Not invest in platforms that do not protect children or which create division in society.

Hindustan Unilever is following its parent, global consumer goods brand Unilever, by threatening to pull advertisements from online platforms such as Facebook and Google for failing to weed out unreliable and harmful content.

After a cut in on-line advertising spend - mainly made up of agency fees - in the first half of previous year, Unilever increased digital spend in the second half. "It is in the digital media industry's interest to listen and act on this", he said. This potentially opens the door for TV broadcasters to lure ad dollars away from digital platforms, as TV is often seen as a transparent, brand-safe environment, albeit more expensive than digital advertising.

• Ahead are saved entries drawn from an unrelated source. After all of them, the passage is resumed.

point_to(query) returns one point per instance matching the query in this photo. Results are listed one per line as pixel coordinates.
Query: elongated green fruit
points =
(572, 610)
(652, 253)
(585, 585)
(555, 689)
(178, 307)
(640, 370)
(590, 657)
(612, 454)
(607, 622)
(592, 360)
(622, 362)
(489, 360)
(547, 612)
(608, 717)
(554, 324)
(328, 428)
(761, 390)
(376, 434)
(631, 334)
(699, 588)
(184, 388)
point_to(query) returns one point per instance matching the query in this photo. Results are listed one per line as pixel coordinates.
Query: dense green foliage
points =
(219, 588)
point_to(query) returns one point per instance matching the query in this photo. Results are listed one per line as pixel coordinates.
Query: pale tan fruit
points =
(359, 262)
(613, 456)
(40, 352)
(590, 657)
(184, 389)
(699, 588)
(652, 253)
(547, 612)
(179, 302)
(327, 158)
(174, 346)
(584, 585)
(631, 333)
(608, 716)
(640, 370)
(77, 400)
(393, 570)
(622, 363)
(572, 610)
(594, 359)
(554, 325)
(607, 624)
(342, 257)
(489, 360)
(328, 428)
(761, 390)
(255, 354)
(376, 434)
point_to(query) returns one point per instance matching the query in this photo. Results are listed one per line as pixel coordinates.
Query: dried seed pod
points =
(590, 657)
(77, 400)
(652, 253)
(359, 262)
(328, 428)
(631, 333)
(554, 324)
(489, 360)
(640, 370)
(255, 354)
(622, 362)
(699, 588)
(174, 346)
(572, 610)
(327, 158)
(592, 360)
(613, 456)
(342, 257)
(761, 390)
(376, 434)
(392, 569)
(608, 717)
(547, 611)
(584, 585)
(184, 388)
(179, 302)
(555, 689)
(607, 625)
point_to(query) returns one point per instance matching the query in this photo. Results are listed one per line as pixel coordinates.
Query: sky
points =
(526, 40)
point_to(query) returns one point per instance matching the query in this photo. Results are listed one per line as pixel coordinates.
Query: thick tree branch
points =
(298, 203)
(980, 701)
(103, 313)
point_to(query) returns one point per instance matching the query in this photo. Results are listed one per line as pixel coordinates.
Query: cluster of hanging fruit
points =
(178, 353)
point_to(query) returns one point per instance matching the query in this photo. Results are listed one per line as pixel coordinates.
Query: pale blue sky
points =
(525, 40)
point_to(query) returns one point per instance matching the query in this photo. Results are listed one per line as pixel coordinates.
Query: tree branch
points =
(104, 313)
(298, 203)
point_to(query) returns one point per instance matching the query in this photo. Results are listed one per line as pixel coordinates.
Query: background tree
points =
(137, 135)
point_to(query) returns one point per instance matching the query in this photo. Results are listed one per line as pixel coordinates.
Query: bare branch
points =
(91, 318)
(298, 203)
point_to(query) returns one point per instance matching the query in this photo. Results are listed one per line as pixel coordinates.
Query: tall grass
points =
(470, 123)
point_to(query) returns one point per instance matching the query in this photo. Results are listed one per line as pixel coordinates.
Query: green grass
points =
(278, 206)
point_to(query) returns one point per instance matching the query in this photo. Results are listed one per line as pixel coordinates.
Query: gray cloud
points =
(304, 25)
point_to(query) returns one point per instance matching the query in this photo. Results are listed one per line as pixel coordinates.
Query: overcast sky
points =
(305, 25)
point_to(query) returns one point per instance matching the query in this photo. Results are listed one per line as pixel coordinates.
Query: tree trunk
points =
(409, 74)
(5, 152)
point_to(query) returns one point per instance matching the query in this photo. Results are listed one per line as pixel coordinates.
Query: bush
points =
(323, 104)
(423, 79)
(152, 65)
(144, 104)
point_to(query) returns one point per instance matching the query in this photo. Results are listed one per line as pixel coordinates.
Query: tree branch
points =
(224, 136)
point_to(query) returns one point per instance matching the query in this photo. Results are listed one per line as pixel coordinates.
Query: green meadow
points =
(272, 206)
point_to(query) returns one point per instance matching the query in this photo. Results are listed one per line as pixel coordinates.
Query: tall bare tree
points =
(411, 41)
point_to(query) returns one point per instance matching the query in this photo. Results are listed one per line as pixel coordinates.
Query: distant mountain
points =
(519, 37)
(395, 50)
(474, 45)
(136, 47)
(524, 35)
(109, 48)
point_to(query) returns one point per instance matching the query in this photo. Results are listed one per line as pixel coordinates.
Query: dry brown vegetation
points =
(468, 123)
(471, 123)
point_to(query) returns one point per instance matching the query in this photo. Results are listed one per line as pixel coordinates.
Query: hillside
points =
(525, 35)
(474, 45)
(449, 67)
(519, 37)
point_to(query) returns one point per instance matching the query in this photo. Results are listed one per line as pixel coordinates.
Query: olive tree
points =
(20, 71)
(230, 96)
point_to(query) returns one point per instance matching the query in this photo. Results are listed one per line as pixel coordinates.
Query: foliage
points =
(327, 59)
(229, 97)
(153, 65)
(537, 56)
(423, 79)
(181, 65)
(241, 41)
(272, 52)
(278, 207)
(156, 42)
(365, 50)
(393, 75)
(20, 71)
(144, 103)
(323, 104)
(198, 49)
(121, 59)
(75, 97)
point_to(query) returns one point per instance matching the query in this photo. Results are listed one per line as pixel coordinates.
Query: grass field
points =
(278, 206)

Weed added: "Fake news, racism, sexism, terrorists spreading messages of hate, toxic content directed at children - parts of the internet we have ended up with is a million miles from where we thought it would take us".

One of Brazil's top newspapers, Folha de S. Paulo, said last week it would stop publishing on its Facebook page after the social network announced it would give personal content more visibility.

PwC India Partner and Leader for Entertainment and Media Frank D'Souza said that online platforms such as Google and Facebook will have to take greater control of content.

"Unilever, as a trusted advertiser, do not want to advertise on platforms which do not make a positive contribution to society", Weed said. The goal: to increase brand safety and reduce fraud through technology that can provide reliable measurement metrics. "I very much believe we all need to be part of the solution", Weed said, possibly taking a swipe at P&G's Marc Pritchard, who, at the same conference past year, made considerable waves after issuing a call to action for the company's digital ad partners to achieve third-party accreditation by the end of 2017 or else risk losing its business. They do care about fraudulent practice and fake news. For all that, they still dominate the advertising landscape and will continue to do so for the foreseeable future.